Esquema teve início em ação contra o Banco do Nordeste

O caso emblemático que desencadeou a operação envolveu o advogado Francisco Xavier de Souza Filho, ex-procurador do Banco do Nordeste, que ajuizou em 2000 uma ação cobrando honorários por suposta atuação anterior à sua saída da instituição.

Embora a 5ª Vara Cível de São Luís tenha declarado a prescrição da cobrança em 2019, decisão posteriormente revertida por desembargadores, favorecendo o advogado com um alvará de R$ 14,1 milhões, sacado integralmente no mesmo dia.

A sequência de eventos inclui:

  • Pedido de vista do desembargador Luiz Gonzaga;

  • Visita do advogado Felipe Ramos, filho de Xavier, à casa do magistrado;

  • Depósitos fracionados na conta de Luiz Gonzaga dias após o encontro;

  • Julgamento favorável à apelação de Xavier, com votos dos desembargadores Guerreiro Júnior, Nelma Sarney e Luiz Gonzaga, contrariando parecer do Ministério Público.

Mensagens e movimentações reforçam denúncias

Mensagens resgatadas dos celulares dos envolvidos revelam a informalidade e a frequência dos contatos, como:

18h aqui em casa”, respondeu Luiz Gonzaga ao filho do advogado, marcando encontro em sua residência.

Há também referências recorrentes a encontros para “ajustes sobre processos”, com frequência incomum de visitas às residências dos magistrados.

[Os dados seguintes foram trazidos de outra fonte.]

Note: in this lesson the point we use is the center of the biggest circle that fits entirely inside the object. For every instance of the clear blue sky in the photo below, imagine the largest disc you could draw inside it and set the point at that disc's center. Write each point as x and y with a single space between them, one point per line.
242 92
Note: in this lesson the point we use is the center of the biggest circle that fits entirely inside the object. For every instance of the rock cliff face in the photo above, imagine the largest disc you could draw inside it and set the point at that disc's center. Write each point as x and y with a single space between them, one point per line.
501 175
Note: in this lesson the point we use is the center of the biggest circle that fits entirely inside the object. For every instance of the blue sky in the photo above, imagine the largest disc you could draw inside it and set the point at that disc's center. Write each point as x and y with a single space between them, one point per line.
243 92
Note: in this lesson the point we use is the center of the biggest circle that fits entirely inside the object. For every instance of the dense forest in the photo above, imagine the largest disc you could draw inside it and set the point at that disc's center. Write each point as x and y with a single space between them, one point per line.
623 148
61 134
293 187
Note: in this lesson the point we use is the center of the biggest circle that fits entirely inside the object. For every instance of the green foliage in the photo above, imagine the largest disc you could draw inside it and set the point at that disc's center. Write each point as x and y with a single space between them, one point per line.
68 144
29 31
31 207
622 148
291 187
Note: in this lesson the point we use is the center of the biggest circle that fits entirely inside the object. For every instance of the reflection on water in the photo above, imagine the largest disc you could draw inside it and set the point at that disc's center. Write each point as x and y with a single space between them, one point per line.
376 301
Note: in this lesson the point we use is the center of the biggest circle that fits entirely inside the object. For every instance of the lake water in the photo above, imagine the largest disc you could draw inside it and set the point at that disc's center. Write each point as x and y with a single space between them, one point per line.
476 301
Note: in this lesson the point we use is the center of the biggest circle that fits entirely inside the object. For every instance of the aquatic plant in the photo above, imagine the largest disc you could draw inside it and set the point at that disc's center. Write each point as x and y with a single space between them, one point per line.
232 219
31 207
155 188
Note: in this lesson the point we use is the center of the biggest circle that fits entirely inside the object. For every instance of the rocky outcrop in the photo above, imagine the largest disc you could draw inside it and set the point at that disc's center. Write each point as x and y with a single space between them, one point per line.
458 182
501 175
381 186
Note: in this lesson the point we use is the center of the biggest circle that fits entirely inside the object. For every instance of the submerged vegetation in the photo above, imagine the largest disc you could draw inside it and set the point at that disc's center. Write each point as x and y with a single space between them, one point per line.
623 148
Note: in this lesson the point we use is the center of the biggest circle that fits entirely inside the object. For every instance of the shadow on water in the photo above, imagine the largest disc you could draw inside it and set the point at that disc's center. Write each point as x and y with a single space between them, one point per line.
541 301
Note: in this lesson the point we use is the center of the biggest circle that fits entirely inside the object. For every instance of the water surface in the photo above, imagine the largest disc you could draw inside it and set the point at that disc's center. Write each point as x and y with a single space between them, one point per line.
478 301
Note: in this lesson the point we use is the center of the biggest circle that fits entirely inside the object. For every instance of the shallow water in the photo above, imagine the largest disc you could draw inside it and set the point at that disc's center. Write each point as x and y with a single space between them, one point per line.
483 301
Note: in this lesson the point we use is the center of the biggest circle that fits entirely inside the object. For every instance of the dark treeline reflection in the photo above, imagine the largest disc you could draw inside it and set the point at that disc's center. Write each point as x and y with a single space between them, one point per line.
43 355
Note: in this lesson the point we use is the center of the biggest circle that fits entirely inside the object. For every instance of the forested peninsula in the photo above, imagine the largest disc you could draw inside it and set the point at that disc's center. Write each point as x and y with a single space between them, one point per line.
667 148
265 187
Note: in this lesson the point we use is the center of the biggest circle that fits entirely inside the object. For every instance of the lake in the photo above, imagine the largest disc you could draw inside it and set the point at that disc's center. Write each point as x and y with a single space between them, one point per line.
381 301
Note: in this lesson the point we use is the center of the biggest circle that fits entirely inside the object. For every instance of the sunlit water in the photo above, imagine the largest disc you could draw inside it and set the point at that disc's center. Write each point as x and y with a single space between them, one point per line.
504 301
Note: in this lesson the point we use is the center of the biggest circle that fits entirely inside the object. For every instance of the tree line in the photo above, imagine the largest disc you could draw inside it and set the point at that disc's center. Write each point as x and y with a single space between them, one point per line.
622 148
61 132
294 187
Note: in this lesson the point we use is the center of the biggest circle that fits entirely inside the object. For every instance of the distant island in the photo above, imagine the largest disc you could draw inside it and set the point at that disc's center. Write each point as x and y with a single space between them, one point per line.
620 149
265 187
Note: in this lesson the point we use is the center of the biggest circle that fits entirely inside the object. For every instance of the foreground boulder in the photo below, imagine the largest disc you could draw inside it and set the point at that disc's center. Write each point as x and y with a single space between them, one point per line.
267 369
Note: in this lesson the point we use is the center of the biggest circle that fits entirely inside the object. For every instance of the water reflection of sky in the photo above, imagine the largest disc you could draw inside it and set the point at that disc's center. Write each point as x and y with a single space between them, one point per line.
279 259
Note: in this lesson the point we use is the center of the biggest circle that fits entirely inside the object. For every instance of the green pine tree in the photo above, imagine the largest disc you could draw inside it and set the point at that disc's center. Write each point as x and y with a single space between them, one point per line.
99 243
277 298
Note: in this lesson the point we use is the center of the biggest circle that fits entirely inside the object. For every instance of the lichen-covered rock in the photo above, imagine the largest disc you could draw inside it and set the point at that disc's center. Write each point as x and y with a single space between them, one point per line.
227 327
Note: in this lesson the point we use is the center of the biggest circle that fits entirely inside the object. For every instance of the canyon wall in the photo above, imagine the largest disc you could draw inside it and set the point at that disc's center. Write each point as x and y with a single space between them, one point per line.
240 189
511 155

Em uma das conversas, o advogado Carlos Luna escreve:

Celência, posso passar na sua casa?

Tais comunicações, aliadas aos depósitos em espécie e à velocidade processual seletiva, sustentam a acusação da PGR de que houve comércio deliberado de decisões judiciais.

Fraude financeira após decisões

Após a rejeição da exceção de suspeição oposta pelo Banco do Nordeste, a juíza Alice Rocha liberou o alvará de R$ 14.163.443,18, desconsiderando os cálculos da contadoria, que apontavam saldo de R$ 490,8 mil.

No mesmo dia:

  • Xavier transferiu o valor integral para o filho Felipe;

  • Felipe repassou R$ 12 milhões para sua cunhada, Janaína Lobão;

  • Janaína sacou quase todo o valor em espécie e cheques, deixando saldo residual de R$ 38,58.

A apuração indica operações sucessivas de lavagem de dinheiro, com depósitos fracionados em contas dos magistrados e saques realizados por terceiros para dificultar o rastreamento.

Celeridade seletiva e cooptação institucional

Outro ponto destacado na denúncia é a celeridade seletiva das decisões:

  • Em 30/09/2015, a exceção de suspeição foi protocolada e julgada no mesmo dia por Luiz Gonzaga, com expedição imediata da ordem à vara de origem;

  • Enquanto isso, agravo do Banco do Nordeste contra a decisão de redistribuição do processo só foi apreciado três meses depois.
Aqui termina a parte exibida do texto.